A new quarter for east London
The Olympic and Paralympic Games have been the catalyst for the physical transformation of a huge area of east London, much of which had been used by industry and landfill for centuries, and suffered years of contamination and neglect.
Long after the athletes and spectators have moved on, the Olympic Park – to be renamed the Queen Elizabeth Olympic Park after the Games – will become a fantastic new focal point for the capital.
Elite athletes and the local community will have new world-class sporting venues to train and compete in.
Visitors will enjoy the new parklands that will reconnect the communities surrounding the Park, which for years have been divided by waterways, roads and railways lines.
The Olympic and Paralympic Village will be converted into thousands of new homes for sale and rent, half of which will be affordable housing. Along with a new educational campus, a community health centre and new developments elsewhere within the Park, the Village – to be known as East Village – will form a whole new community in this part of east London.
Thinking of tomorrow, today
New transport connections and a brand new infrastructure of energy, water, telecommunications was built for the Games, but with the long-term development of the Park very much in mind – it will provide the backbone for the future development of the area.
In fact, 75p of every £1 the Olympic Delivery Authority (ODA) spent was an investment in the long-term transformation of the area.
Raising the bar in construction
Through the construction project undertaken by the ODA, London 2012 has raised the bar for the construction industry –setting new standards in areas such as sustainability, health and safety, accessibility, and inclusivity.

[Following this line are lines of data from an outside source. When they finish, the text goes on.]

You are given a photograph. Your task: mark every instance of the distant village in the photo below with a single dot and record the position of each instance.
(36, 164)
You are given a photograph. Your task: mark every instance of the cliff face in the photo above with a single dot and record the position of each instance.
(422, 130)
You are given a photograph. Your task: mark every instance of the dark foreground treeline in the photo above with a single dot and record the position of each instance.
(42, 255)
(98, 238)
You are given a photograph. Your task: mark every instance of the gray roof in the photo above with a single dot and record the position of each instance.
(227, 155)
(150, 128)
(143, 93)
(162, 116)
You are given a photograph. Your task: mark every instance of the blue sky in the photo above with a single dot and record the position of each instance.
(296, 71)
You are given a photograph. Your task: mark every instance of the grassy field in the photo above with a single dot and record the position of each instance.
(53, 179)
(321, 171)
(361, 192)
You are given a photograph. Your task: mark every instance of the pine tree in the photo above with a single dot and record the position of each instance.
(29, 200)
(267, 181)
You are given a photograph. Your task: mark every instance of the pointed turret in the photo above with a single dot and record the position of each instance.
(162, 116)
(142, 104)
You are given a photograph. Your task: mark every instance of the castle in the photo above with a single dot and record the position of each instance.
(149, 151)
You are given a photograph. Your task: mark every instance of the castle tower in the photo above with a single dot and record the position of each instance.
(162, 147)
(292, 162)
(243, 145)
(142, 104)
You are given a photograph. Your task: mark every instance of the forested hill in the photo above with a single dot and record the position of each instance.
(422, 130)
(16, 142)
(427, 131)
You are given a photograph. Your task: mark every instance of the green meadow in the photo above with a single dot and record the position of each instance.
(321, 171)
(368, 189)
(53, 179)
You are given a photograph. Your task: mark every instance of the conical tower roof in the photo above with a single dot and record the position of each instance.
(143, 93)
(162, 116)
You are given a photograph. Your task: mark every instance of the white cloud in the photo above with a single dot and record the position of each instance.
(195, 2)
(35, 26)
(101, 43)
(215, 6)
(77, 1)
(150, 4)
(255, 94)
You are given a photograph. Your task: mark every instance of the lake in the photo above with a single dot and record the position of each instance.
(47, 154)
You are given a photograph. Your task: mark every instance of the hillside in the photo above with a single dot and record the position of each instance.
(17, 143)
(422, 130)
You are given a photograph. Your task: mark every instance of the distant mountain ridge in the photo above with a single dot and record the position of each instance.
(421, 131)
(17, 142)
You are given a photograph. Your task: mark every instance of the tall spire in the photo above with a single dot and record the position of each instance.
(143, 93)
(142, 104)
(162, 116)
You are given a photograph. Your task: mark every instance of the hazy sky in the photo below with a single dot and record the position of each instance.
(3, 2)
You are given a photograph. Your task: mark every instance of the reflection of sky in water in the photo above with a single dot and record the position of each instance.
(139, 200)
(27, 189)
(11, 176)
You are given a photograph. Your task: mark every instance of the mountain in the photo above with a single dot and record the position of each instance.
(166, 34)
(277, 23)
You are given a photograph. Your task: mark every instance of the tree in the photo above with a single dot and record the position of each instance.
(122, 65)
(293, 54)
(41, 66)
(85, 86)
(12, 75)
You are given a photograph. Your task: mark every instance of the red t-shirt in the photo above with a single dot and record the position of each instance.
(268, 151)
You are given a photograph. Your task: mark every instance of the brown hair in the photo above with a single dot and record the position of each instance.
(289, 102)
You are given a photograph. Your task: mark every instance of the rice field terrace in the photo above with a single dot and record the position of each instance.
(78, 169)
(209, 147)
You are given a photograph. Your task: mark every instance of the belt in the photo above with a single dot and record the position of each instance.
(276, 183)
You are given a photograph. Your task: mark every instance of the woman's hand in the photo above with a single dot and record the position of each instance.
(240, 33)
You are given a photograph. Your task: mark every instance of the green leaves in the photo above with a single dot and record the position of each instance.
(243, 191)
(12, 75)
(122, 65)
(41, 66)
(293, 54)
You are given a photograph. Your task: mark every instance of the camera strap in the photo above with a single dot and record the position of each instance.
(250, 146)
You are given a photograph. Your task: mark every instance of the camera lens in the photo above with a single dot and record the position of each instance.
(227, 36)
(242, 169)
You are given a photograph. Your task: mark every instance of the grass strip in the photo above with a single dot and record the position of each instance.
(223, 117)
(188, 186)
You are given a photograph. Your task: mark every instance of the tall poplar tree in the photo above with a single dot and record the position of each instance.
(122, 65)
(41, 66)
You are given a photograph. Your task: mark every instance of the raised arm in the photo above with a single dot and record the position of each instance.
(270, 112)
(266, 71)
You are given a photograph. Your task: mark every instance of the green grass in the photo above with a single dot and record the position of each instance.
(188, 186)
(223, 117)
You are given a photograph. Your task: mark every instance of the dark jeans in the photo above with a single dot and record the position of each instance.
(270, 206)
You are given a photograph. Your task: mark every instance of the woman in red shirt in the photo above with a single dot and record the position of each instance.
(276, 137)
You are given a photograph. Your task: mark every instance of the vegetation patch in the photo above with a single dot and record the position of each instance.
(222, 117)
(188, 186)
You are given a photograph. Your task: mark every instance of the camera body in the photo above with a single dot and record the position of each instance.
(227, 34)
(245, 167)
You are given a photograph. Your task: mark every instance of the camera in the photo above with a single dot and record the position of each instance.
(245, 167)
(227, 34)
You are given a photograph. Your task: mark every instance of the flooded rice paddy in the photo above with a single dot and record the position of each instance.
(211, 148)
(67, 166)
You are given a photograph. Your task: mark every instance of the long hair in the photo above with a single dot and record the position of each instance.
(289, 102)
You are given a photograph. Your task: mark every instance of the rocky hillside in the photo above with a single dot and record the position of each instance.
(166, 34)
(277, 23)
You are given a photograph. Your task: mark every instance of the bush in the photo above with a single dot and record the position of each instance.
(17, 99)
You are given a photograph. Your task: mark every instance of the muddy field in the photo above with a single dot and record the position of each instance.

The innovations and lessons learned during the London 2012 construction project are now available on the London 2012 Learning Legacy website, for other organisations to learn from and implement.
Putting safety first
The health and safety of the workforce was London 2012’s number one priority in its construction project. The ways that London 2012 made its construction project safer will be shared with the rest of the industry to leave a legacy of safer working environments.
The accident frequency rate during the construction of the main London 2012 venues and infrastructure was well above the industry average and better than the national average for all workplaces – setting a benchmark for the rest of the UK’s construction industry.
A sustainable Games
The venues have been designed to be as sustainable as possible, using innovative techniques such as light pipes to reduce energy use, brown roofs to encourage new wildlife habitats, collecting rainwater to reduce water consumption and reusing or recycling materials wherever possible.
A legacy for everyone
Inclusive design was at the heart of the project. For example, faith groups were among the sectors of the community consulted during the planning and design process. Following this, changes were made to the Aquatics Centre’s design to incorporate a Faith Room and single-sex areas in the changing rooms.
The Village, sporting venues, new transport services, supporting facilities and the Park itself will be accessible to people with a wide range of disabilities both during and after the Games.
As well as transforming the landscape of east London and providing a new infrastructure for its communities, London 2012 has worked hard transform the attitudes of people in a number of areas. Through our focus on sustainability and legacy in design and construction, we have made a lasting impact on the construction and event services industries.
Meanwhile, the London 2012 Paralympic Games are helping change attitudes towards disability. The success of our Paralympic ticketing programme has opened up disability sports to a whole new audience, and events such as International Paralympic Day – held on Trafalgar Square in 2011 to help celebrate 100 days to go to the Paralympics – have helped educate people about and raise the profile of disability sport.